Dispelling modeling misconceptions in the Coronavirus era

Data Science   |   
Published September 14, 2020   |   

A recent saga between Rhode Island and Massachusetts over COVID-19 case levels and travel bans has confused and inconvenienced New England travelers. But the regional drama is also just one part of the larger problem. With no agency at the federal level collecting and sharing state-level data in a uniform way, states and the general public continue to be at the forefront of interpreting data and models for accuracy.
Those that work with big data on a daily basis are constantly working to read the subtext of existing models or create new, more accurate ones. As the pandemic wears on, however, it’s increasingly clear that modeling misconceptions are now an issue impacting the everyday lives of both those in big data, and consumers at large.
From the vantage point of a modeling expert, there are some valuable concepts that both of these groups should keep in mind when working to understand models.

Are All Models Wrong?

At a basic level, we often hear adage “all models are wrong, but some are useful.” Pundits and scientists alike are echoing it in their efforts to inform the public about the nuances of modeling. But is it an accurate statement? Are models intrinsically wrong? Or are we misunderstanding the goals of modeling?
In my experience, most models aren’t wrong. Rather, they are always improving. At any given point in time, they are only as “right” as the data and assumptions that we feed into them. As statisticians and data scientists, it is our job to check our assumptions and our data sources and update models constantly as new data comes in.
This process of tuning, validating, monitoring and retraining models is continuous.

How Should We Read Models?

From a consumer perspective, when evaluating the utility of a good model, it is important to use great care. Especially in a situation with a novel disease, when so much information is unknown, we have to explain the usefulness and the limitations of our models. And we must be prepared to update the model often.
To better explain how modeling works, let me outline some important concepts.
A model is a simplified representation of reality or real-world phenomena. It’s a mathematical equation that helps us understand or predict real-life events using a sample of data available at hand. These models represent different aspects of the novel coronavirus and the spread of disease, including:

  • How many people are projected to be susceptible? ​
  • How many people are projected to be infected?
  • How many people might die? 
  • How many people are projected to recover?​
  • How many hospital beds will be needed, including acute, ICU and ventilator beds? ​
  • What are resource use estimates?​
  • What is the impact of R0?
  • What are the impacts of various interventions, such as social distancing? 
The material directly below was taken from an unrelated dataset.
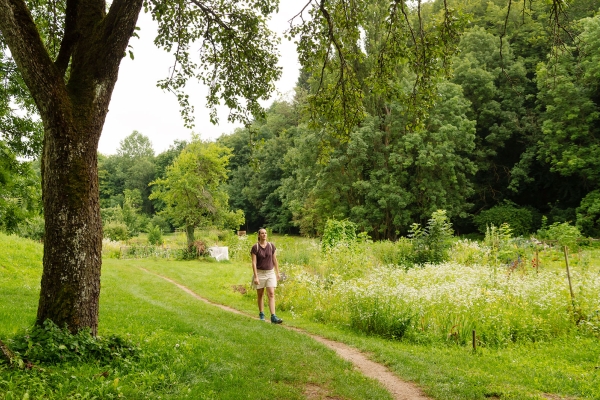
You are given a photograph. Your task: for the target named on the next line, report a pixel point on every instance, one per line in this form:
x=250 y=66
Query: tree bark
x=73 y=110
One common epidemiological model that takes many of these questions into consideration is called the SEIR model, which stands for susceptible, exposed, infected and recovered.
Complex models are dynamic. Models are made up of multiple, different equations. And different variables in the model change in response to each other. For example, if we change our behaviors by social distancing, this will adjust how many people are infected by each person with the disease. This, in turn, will affect the results of the models that estimate how many ventilators or hospital beds we need.
Models are “fit to data” to test hypotheses, provide insights, assess the magnitude of effects and generate predictions about the near future. Fitting the model is done through a trial-and-error process of changing parameters from one extreme to another to understand how those changes affect the result. In the case of disease modeling, we can adjust how many people we think are already infected, how many new people are infected, how many people have built up an immunity, and so on.
Models are only as good as the assumptions they begin with, or only as good as the data they are fit to. Data quality matters. We assume sample data to be representative of the population we draw it from. We should use real data where possible and align our expectations with the intended purpose. For example, it is problematic to take a model originally designed for a health provider system’s specific market and then run that model across the entire state by expanding the population of the market to the whole state.
A better practice is to take a regional-level model, adjust for things like age and population density for that area, and then aggregate those regional numbers in a “super region.” This ensures that we are not introducing unnecessary bias based on regional differences into the model. New York, for example, has rolled up its counties to 11 regions. Each region is considered an independent population in which models are run to provide better projections.
Models need constant refinement and data feeds, and like weather models, are only accurate in the coming weeks, but less so in the coming months. In other words, we need a surveillance capability to keep monitoring the situation with a plethora of analytical techniques. Currently, many models offer estimates for daily cases during this wave of the pandemic. Past disease epidemics have taught us that we can expect a second wave possibly in the fall or winter. We will use everything we learn from this wave, including the rate of spread and the number of asymptomatic cases, to refine models that are built to estimate a second wave. And then there is the biggest unknown: how the virus itself will behave in the summertime when exposed to dynamic social interaction networks and mutational effects.As we learn more about seasonality and mutations, we will be able to refine models with that information too.
Ultimately, models can help us test ideas about the real-world using statistics. They aren’t designed to give us an absolute answer. But they can project possible outcomes, depending on the decisions we make.
In other words, models don’t tell the whole story, and they don’t predict the future. But they can help assess whether relationships observed in the data are likely to occur in the real world. They allow us to ask “what if?” and to forecast the near future based on what is happening now. By understanding how to read models ourselves, we can all be better equipped to dispel the misconceptions when we see them moving forward.